2. **Return** — the return annotation must be `torch.Tensor`, `list[torch.Tensor]`, or `tuple[torch.Tensor, ...]` (with a concrete number of tuple members).

Violations raise `TypeError` (input/return annotations) or `ValueError` (parameter count mismatch) at construction time.
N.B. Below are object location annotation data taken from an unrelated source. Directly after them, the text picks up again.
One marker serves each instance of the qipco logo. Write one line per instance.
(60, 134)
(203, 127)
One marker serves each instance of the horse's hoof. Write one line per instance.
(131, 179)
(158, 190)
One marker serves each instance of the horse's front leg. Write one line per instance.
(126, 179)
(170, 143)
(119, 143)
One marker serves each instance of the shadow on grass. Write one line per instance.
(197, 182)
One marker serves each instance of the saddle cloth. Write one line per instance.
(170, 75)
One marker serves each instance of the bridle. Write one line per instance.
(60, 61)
## Registering with the converter

`TorchMetalKernel` instances must be registered with the converter via `register_custom_kernels()` before `add_exported_program()`:

```python
converter = TorchConverter()
converter.register_custom_kernels([custom_add])
converter.add_exported_program(exported, ...)
```

See {doc}`TorchConverter` for `register_custom_kernels` details.

## Example

```python
import torch
from coreai_torch import TorchMetalKernel, MetalParameter


def torch_add(x: torch.Tensor, y: torch.Tensor) -> torch.Tensor:
    return x + y


custom_add = TorchMetalKernel(
    name="vector_add",
    input_names=["x", "y"],
    result_names=["output"],
    src="output[id] = x[id] + y[id];",
    torch_defn=torch_add,
    metal_params=[
        MetalParameter("id", "uint", "thread_position_in_grid"),
    ],
)
```

Use it inside an `nn.Module`:

```python
import torch.nn as nn


class AddModel(nn.Module):
    def forward(self, x: torch.Tensor, y: torch.Tensor) -> torch.Tensor:
        return custom_add(
            x,
            y,
            threads_per_grid=(x.shape[0], 1, 1),
            threads_per_thread_group=(1, 1, 1),
            result_shapes=[list(x.shape)],
        )
```

## Dtype templating

Use `template_dtypes` to write one kernel that compiles for multiple dtypes:

```python
custom_matmul = TorchMetalKernel(
    name="matmul",
    input_names=["A", "B"],
    result_names=["C"],
    src="""
        TYPE sum = 0.0f;
        ...
    """,
    torch_defn=torch_matmul,
    metal_params=[MetalParameter("gid", "uint2", "thread_position_in_grid")],
    # The dtype of input "A" determines what "TYPE" is replaced with at compile time.
    template_dtypes={"A": "TYPE"},
)
```

Every occurrence of `"TYPE"` in `src` is replaced with the Metal type matching the dtype of input `A` (e.g. `half`, `float`, `bfloat`).

## Multiple outputs

`torch_defn` may return a `list[torch.Tensor]` or `tuple[torch.Tensor, ...]`; supply one entry in `result_shapes` per output:

```python
def torch_sincos(x: torch.Tensor) -> list[torch.Tensor]:
    return [torch.sin(x), torch.cos(x)]


sincos = TorchMetalKernel(
    name="sincos",
    input_names=["x"],
    result_names=["out_sin", "out_cos"],
    src="out_sin[id] = sin(x[id]); out_cos[id] = cos(x[id]);",
    torch_defn=torch_sincos,
    metal_params=[MetalParameter("id", "uint", "thread_position_in_grid")],
)

# call site
results = sincos(
    x,
    threads_per_grid=(x.shape[0], 1, 1),
    threads_per_thread_group=(1, 1, 1),
    result_shapes=[list(x.shape), list(x.shape)],
)
```

## Notices

PyTorch is a trademark of Meta Platforms, Inc. Metal is a trademark of Apple Inc.